Dr. Olivier Rabin of the World Anti-Doping Agency, who has been collaborating with the Olympic committee on the retests, confirmed that officials had been informed by revelations regarding specific drugs Russian athletes used.
“Clearly when you look at the findings, they correlate with the intelligence about Russia,” Dr. Rabin said.
Nearly all of the violations, across nationalities, were for the anabolic steroids Stanozolol or Turinabol, the very substances that notoriously fueled East Germany to global dominance in the 1970s and 80s. A rash of Turinabol violations have also recently cropped up in major and minor league baseball in the United States.
“The good old-fashioned drugs work very well for strength,” Dr. Rabin said. “There’s a reason they’re still around.”
The drugs were not detected by the Olympic committee’s drug-testing lab years ago, during the Games, because the science at the time was not sensitive enough to detect such small residual concentrations, according to Dr. Richard Budgett, medical and scientific director of the I.O.C.
New testing methods have increased the period of time during which long-familiar drugs can be detected in the body.
“Science progresses every day,” Dr. Rabin said. “Just over the past probably five years, the sensitivity of the equipment progressed by a factor of about 100. You see what was impossible to see before.”
Rarely are doping violations found during the Games. At the London Games, the Olympic lab found only eight possible violations, a fraction of the dozens more exposed this year.

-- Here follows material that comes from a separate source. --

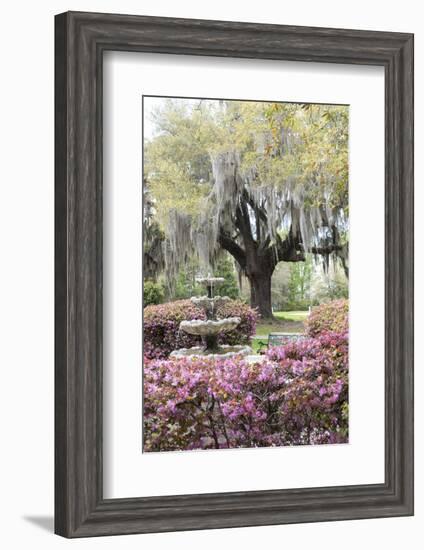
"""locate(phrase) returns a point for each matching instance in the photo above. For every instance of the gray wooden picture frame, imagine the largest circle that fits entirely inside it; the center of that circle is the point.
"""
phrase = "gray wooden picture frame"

“It’s sad to say,” Ms. Lowe said, “but a lot of times when you go to these competitions, you’re like: Just get close enough to top three because you never know who’s going to test positive.”
As the I.O.C.’s retests continue, the standings of the past Winter Games may be upended, too. Officials have focused on samples from past Summer Games this year, seeking to ensure they caught possible cheaters who were eligible to compete in Rio de Janeiro in August.
Ahead of the 2018 Winter Games in Pyeongchang, South Korea, the I.O.C. is expected to turn its attention to samples from the 2010 Games in Vancouver. Officials have already scrutinized some 500 samples from the 2006 Winter Games in Turin, but the I.O.C. has not provided details on how many violations were discovered.
“The I.O.C. cannot and will not issue further comments with regard to this process, nor will it answer questions, at this point in time,” a spokeswoman wrote by email on Monday regarding the tests from the Turin Games.
As fallout from the Russian doping scandal continues, medals from the 2014 Sochi Olympics are also likely to be called into question, particularly after the World Anti-Doping Agency publishes the results of an investigation into Russian athletes who doped in Sochi and had their violations concealed by a government-coordinated operation. That group includes at least 15 Russian medalists, the nation’s former antidoping chief told The Times.
Such a sizable number of violations by one country’s delegation at a single Olympics could prompt sports officials to consider penalties ahead of the next Games.
“To say that justice is being served is very pretentious,” said Francesco Ricci Bitti, chairman of the Association of Summer Olympic International Federations and former president of the International Tennis Federation. “But we’re on a path forward.”
Mr. Kasper, the Swiss I.O.C. executive who also oversees the sport of skiing, had a more pragmatic perspective. “We need to stop pretending sport is clean,” he said. “It’s a noble principle, but in practice? It’s entertainment. It’s drama.”